Currently, only an estimated 15 per cent of a bank's it system comprises packaged software. The rest is home-grown solutions. But because upgrading old systems is expensive and, often, disaster-prone. Therefore, banks are increasingly switching over to packages. For companies like Polaris and i-flex, this represents a big opportunity.

Small wonder then, Polaris has set aside $10 million (Rs 46 crore) for branding and marketing of OrbiOne, besides which it is roping in domain experts in American and European markets to interface directly with customers. For smaller markets, it plans to tie up with partners. Says Singhal: ''Even without all this, we have been getting enquiries from American and European markets for OrbiOne since November.'' But as Ram Bhagawat, former CEO of OrbiTech and now Executive Director and President at Polaris, who is helping with the restructuring of the merged entity, points out, Polaris is really ''trying to change tyres of a running car''.

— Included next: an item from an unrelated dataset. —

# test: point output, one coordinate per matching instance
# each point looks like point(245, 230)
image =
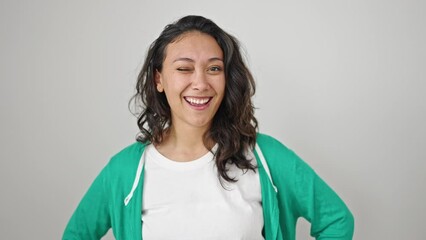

As for the merger itself, integration has happened with little cultural clash-usually a big reason why most acquisitions don't pan out. Thank the 15-year association between Polaris and OrbiTech for that. While there are some issues relating to compensation (OrbiTech execs were better paid), a role-based marked-to-market structure was developed. Says a Mumbai-based analyst: ''You need to give the merger some more time.''

Indeed, for there's lots that Jain needs to fix. He has to strengthen his company's global marketing network, he has to build or acquire expertise in the insurance segment, where currently Polaris has little presence, and position OrbiOne as a competitive universal banking product. But most of all Jain needs less of controversies and more of profits to start on his arduous climb up to the top league of global BFSI players. Right now, though, Polaris is flying under the radar of most analysts who matter.